昨今はテレワークが普及するなど成果管理の重要性が一層高まりつつあり、管理職に求められるマネジメントスキルもこれまで以上に重視されるようになってきています。


しかしながら、上司から部下への過度な干渉はマイクロマネジメントとも呼ばれ、部下のモチベーション低下の原因にもなりえます。

本来、部下の仕事を細かく管理することにより業務を効率化することを目的としていたはずのものが、結果として部下の仕事の効率を下げることにつながりかねないのです。

マイクロマネジメントとは

マイクロマネジメントとは、上司が部下に対して過干渉を行うマネジメントのことで、否定的な意味で用いられることが多い言葉です。

たとえば、あるタスクに対して目標またはゴールを設定するだけでなく、その達成手段、すなわち部下の行動レベルまで細かく管理しようとする行為はマイクロマネジメントにあたると考えられるでしょう。

【参考記事】


マイクロマネジメントを行う人の特徴として、こだわりが強く、完璧主義者であることが挙げられます。

また、上司がこのようなマイクロマネジメントを行ってしまう動機のひとつには、部下に対する信用の低さもあるでしょう。

部下を完全に信用していないからこそ、部下の仕事を事細かに管理しようとするのです。


たとえそうでないとしても、部下からすればそのように事細かに報告を求められたり干渉されたりすることで、自分は上司から信頼されていないだろうと感じてしまうことでしょう。

マイクロマネジメントが仕事の効率を下げる理由

あえて言わせてもらうとするならば、信用に値しない部下というのはもちろん存在します。

自分の業務の難易度や工数を客観視できず過大に見積もる人というのはどこにでもいるものです。

そうした部下に対してマイクロマネジメントを行うことは、ある程度は仕方のないことなのだとは思います。


ですが、十分信用に値する部下に対しても同じようなマネジメントを行っているのであれば、それは考え物です。

部下は事細かに干渉されることに強いストレスを感じ、これは部下のモチベーションの低下につながる可能性があります。


部下にとって仕事を頑張る目的のひとつには、上司から信用されたいという思いが間違いなくあるはずです。

それが、マイクロマネジメントによって上司から信用されていないと感じる、またはそもそもそのような上司から信頼されたいと思わない、そうした感情に至ってしまうと、部下は仕事を頑張る意欲を失ってしまうかもしれません

結果として、部下の仕事の効率を下げることにつながりかねないのです。

上司に求められる資質

世間一般からは散々非難されがちなマイクロマネジメントですが、こちらの記事でも触れたように、私自身はマイクロマネジメントに対してさほどネガティブなイメージは持っていません。

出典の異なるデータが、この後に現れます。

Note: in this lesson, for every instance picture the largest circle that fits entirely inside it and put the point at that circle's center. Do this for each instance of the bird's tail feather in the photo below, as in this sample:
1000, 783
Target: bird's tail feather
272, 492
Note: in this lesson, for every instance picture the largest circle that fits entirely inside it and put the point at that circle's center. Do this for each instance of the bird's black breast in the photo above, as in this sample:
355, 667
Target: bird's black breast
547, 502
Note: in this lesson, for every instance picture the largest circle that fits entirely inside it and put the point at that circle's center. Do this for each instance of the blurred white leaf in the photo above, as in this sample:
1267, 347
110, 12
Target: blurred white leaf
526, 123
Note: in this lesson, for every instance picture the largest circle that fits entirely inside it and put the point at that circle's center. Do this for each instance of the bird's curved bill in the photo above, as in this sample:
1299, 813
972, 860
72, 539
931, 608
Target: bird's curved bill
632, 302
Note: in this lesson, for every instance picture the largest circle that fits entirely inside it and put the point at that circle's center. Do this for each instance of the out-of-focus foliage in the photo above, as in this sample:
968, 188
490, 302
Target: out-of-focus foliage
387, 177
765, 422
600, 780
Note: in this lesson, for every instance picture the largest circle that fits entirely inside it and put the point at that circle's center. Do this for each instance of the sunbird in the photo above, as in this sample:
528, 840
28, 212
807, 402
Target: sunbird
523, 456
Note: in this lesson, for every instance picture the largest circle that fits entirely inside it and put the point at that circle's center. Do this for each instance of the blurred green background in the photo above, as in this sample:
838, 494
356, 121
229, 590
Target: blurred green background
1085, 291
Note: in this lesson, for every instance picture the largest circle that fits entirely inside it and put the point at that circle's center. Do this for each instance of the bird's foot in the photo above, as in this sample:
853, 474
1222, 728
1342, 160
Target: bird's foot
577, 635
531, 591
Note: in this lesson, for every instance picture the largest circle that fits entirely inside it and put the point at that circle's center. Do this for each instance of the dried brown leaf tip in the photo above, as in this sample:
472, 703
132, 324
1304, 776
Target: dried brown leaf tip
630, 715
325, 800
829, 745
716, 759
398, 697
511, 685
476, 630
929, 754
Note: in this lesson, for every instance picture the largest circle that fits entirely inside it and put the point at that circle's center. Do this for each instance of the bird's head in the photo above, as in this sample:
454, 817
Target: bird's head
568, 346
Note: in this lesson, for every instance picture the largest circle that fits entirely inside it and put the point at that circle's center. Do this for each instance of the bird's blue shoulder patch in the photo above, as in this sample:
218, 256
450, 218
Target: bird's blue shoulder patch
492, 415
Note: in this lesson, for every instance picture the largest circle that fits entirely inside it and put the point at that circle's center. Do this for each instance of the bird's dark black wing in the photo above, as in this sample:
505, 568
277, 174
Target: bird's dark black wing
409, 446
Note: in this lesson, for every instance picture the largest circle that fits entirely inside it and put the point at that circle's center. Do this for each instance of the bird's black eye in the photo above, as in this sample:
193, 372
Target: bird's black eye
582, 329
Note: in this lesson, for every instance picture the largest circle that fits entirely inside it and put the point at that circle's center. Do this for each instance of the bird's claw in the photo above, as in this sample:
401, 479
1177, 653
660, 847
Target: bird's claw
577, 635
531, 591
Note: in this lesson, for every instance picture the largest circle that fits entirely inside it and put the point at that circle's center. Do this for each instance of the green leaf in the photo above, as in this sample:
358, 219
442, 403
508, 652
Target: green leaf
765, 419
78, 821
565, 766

マイクロマネジメントのひとつに上司の仕事のやり方を押し付けられるというものがありますが、これは上司の仕事のやり方を学ぶことができるというチャンスでもあります。

ですから、もしも上司のやり方が大変優れていて理にかなったものであるならば、これほど有益なことはありません。


結局のところ、マイクロマネジメントが非難されるのはそれが部下の目標達成のために有益なものではなく、単なる上司の自己満足のためのものに過ぎないからなのでしょう。

上司にはマネージャーとしての役割のほかにモチベーターとしての役割も求められます。

嫌いな上司のために仕事を頑張りたいと思えるはずもありません。

また、たとえその上司が部下にとってモチベーションを高めてくれる存在ではなかったとしても、その人から何かしら学ぶものがあればまだ救いはありますが、そういうわけでもないのです。


部下にとって特段学ぶところはない、それでいて部下のモチベーションを高めてくれる存在でもない、そのような上司が仕事の効率を落としている元凶だと私は思っています。